Cats and Gravity
In research conducted in Kyoto University, cats would stare longer in boxes that made rattling noises expecting some object to fall out of it once it was turned over. Moreover, the cats also stared longer at boxes that produced the rattling noise (followed by no object falling out) as well as boxes where an object fell out with no rattling sound. This study showed that cats may have an understanding of cause and effect, as well as having some understanding of some laws of physics (in this case, gravity).
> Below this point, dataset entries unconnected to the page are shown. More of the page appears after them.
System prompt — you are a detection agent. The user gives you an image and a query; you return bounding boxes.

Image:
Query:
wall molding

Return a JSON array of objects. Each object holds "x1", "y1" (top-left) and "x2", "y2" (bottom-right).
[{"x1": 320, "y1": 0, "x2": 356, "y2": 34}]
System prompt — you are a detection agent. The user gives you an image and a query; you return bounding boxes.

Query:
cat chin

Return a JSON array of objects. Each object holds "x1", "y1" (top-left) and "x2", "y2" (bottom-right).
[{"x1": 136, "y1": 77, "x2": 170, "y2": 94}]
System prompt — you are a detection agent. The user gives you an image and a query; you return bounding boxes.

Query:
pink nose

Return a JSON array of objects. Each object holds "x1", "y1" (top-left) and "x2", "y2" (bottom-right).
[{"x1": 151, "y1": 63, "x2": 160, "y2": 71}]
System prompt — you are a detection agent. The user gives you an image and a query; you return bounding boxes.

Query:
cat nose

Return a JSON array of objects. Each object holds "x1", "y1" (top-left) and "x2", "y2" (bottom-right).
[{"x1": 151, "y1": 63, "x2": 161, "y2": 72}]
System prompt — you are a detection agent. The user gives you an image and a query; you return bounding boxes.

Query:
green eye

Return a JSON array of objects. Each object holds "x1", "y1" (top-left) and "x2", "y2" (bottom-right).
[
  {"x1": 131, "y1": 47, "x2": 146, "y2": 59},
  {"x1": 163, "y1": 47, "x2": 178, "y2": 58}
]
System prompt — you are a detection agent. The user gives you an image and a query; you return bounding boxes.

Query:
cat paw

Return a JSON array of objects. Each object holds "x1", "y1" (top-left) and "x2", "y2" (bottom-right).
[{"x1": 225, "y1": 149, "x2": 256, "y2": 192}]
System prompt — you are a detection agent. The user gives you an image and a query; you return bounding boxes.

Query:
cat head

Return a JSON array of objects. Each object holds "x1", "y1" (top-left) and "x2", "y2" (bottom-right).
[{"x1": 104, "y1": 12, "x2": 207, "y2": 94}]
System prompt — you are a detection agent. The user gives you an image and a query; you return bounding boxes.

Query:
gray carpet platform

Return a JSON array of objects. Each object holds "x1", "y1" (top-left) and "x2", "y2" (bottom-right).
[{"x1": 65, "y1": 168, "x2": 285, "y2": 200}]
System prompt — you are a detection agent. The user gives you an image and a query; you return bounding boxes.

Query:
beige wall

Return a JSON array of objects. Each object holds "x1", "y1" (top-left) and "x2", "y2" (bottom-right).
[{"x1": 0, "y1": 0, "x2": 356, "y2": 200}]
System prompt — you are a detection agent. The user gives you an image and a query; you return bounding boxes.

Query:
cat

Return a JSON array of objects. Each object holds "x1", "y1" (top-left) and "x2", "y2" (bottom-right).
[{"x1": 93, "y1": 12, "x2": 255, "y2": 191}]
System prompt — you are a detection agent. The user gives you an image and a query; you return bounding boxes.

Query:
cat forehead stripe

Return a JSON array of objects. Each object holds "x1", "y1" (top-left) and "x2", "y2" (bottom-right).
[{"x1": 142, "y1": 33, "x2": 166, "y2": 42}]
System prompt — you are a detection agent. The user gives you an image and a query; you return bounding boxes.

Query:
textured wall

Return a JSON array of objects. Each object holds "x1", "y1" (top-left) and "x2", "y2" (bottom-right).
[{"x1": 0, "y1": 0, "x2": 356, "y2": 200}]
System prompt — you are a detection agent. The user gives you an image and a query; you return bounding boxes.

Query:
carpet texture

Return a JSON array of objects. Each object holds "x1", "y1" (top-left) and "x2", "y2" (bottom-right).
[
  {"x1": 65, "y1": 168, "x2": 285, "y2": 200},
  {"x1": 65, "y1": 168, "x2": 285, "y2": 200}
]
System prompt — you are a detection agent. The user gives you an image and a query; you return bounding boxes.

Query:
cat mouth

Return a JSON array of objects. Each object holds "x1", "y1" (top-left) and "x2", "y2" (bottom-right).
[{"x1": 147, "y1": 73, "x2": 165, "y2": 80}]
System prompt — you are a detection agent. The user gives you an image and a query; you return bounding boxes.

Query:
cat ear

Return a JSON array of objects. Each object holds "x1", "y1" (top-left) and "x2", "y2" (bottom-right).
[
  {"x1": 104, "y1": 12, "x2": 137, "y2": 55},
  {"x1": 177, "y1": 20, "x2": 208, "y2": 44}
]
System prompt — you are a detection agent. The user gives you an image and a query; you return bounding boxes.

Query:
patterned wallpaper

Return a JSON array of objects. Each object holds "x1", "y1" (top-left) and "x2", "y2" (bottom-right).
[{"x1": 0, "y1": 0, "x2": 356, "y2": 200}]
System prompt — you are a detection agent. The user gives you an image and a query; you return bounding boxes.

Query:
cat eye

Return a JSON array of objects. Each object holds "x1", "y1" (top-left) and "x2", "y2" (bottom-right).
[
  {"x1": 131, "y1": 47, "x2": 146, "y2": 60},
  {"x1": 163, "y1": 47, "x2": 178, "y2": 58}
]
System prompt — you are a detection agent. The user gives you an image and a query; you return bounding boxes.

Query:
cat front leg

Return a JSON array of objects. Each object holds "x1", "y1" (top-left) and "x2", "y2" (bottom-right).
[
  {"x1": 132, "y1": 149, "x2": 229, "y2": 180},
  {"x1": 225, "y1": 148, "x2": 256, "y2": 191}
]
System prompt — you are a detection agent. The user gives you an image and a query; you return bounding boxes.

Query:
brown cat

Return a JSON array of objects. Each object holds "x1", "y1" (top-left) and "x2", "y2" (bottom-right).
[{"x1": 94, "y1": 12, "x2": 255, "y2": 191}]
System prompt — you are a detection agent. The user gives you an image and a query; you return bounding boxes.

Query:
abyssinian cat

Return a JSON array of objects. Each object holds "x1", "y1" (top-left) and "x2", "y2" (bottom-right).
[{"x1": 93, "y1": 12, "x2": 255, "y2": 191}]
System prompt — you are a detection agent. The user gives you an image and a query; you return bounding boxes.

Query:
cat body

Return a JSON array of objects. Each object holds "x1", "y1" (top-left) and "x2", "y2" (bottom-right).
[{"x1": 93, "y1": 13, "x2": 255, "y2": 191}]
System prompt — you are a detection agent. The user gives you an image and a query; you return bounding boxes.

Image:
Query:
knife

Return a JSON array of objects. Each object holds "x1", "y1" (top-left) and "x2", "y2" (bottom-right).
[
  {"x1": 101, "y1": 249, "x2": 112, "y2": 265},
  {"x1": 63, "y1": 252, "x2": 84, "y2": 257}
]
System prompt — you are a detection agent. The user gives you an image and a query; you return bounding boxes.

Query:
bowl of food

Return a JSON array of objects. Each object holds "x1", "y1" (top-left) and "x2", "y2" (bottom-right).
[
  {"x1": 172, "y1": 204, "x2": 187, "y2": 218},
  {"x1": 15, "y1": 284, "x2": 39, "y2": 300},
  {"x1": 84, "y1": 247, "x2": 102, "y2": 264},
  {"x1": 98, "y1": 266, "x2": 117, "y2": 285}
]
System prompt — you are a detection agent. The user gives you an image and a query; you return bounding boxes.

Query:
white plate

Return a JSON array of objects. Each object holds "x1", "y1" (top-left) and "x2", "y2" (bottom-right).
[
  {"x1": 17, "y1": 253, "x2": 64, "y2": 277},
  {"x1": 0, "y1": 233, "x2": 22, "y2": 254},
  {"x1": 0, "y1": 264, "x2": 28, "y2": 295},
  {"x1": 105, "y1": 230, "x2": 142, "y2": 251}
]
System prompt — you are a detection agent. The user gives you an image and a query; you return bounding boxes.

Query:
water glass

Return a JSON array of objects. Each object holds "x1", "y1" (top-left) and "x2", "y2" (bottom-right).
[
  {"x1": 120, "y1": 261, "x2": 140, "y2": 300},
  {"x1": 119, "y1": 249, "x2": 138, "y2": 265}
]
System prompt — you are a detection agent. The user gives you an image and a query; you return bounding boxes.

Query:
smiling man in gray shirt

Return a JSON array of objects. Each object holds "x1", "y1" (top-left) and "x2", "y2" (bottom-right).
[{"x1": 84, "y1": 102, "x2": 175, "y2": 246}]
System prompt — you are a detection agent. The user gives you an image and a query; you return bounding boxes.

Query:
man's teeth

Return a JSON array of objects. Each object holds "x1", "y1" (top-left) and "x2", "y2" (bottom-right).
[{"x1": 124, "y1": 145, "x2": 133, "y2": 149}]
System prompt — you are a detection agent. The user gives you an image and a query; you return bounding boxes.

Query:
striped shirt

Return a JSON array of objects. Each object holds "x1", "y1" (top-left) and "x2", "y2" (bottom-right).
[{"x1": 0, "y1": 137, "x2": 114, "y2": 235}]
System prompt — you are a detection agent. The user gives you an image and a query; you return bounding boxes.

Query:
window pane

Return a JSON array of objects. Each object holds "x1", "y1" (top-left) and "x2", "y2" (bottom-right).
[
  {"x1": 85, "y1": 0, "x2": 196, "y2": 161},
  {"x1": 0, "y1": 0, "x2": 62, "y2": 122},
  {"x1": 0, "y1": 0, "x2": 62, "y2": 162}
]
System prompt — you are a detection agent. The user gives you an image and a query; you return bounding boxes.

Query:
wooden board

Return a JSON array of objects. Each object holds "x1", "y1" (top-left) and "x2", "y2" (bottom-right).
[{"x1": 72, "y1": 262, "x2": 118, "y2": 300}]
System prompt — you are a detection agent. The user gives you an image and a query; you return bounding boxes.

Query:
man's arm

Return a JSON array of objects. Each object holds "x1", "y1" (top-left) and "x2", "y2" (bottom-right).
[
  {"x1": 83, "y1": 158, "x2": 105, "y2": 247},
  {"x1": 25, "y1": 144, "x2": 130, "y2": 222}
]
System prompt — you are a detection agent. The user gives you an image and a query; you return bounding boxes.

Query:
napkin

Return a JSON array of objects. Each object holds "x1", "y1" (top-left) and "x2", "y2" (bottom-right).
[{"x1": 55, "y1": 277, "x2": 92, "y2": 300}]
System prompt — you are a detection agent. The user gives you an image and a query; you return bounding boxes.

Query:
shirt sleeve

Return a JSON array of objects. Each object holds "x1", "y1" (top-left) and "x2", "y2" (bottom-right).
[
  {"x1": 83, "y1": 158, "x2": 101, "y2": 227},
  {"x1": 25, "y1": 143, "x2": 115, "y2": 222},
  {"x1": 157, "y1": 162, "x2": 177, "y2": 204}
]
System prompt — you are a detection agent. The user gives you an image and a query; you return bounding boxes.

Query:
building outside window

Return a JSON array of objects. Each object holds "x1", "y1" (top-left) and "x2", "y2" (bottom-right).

In philosophy, this may raise the question of whether animal have minds that can attain such understanding. Here, I will compare what two prominent thinkers would think of the experiment.
Hume and Descartes
Descartes agreed with idea of complex behaviors among animals like dogs. However, he was not so sure about the idea that animals could think or that they have a mind. Here, it is first important to mention that Descartes was a dualist, which means that he was of the opinion that human beings have a mind and a body and that the two are distinct from each other. The question for Descartes is whether animals have a mind like human beings. To answer this question, Descartes suggested two important tests for animal minds. The first test is that of language and the second is the action test. Given that the animal (in this case the cat) is unable to arrange a number of words or signs as humans do nor find solutions to a broad range of problems, then it does not have a mind nor can it reason as a human being (Boyle 2). From this line of though, then the animal simply acts through the disposition of its organs. This is to say that the animal acts mechanically or through instincts.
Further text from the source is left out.